In Search of Understandable Consensus Algorithm

1. Summary

This paper explains the Raft Algorithm used to achieve data consensus in distributed computing environments.

2. Replicated State Machine Architecture

Consensus algorithms generally operate based on Replicated State Machine Architecture. Replicated State Machine Architecture literally means an architecture composed of multiple servers including state machines with the same state. Each server in Replicated State Machine Architecture consists of the following components.

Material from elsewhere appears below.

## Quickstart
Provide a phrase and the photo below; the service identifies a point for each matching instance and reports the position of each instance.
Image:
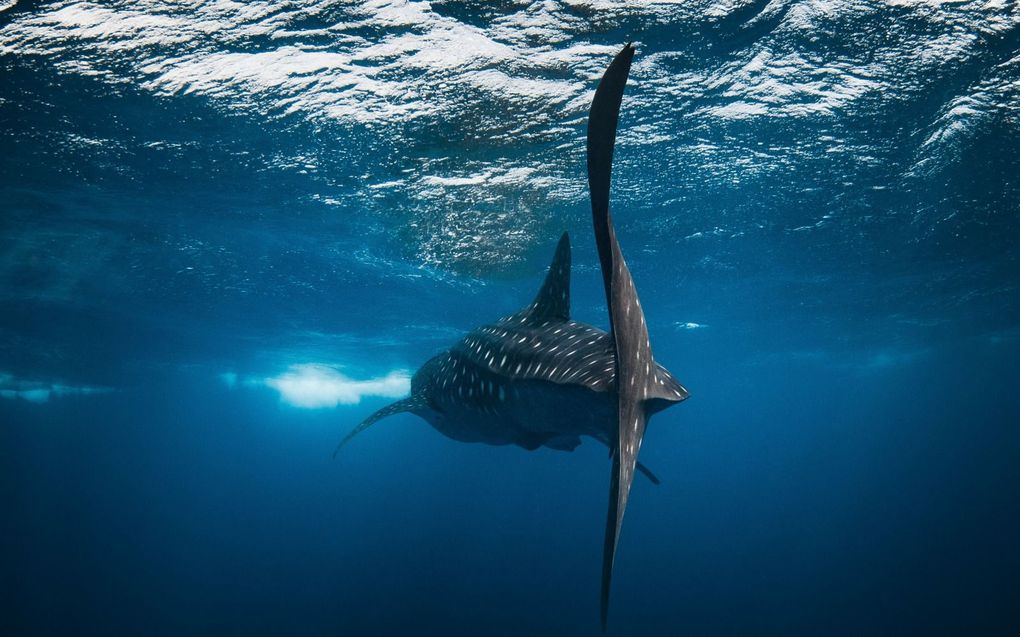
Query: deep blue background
(830, 269)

Consensus Module : Communicates with other servers’ Consensus Modules to understand the state of other servers and achieve consensus. It also receives client commands (requests), records commands in logs, reflects them in state machines, and propagates them to other servers’ Consensus Modules.
State Machine : Performs the role of a storage that stores the current state of the server.
Log : A space that records client commands applied by the Consensus Module to the State Machine in the order they were applied. In other words, the history of the State Machine can be understood through logs. The Consensus Module achieves consensus based on command information stored in logs. One command information is stored in one entry in the log.

3. Consensus Algorithm Characteristics

Consensus algorithms must satisfy the following characteristics.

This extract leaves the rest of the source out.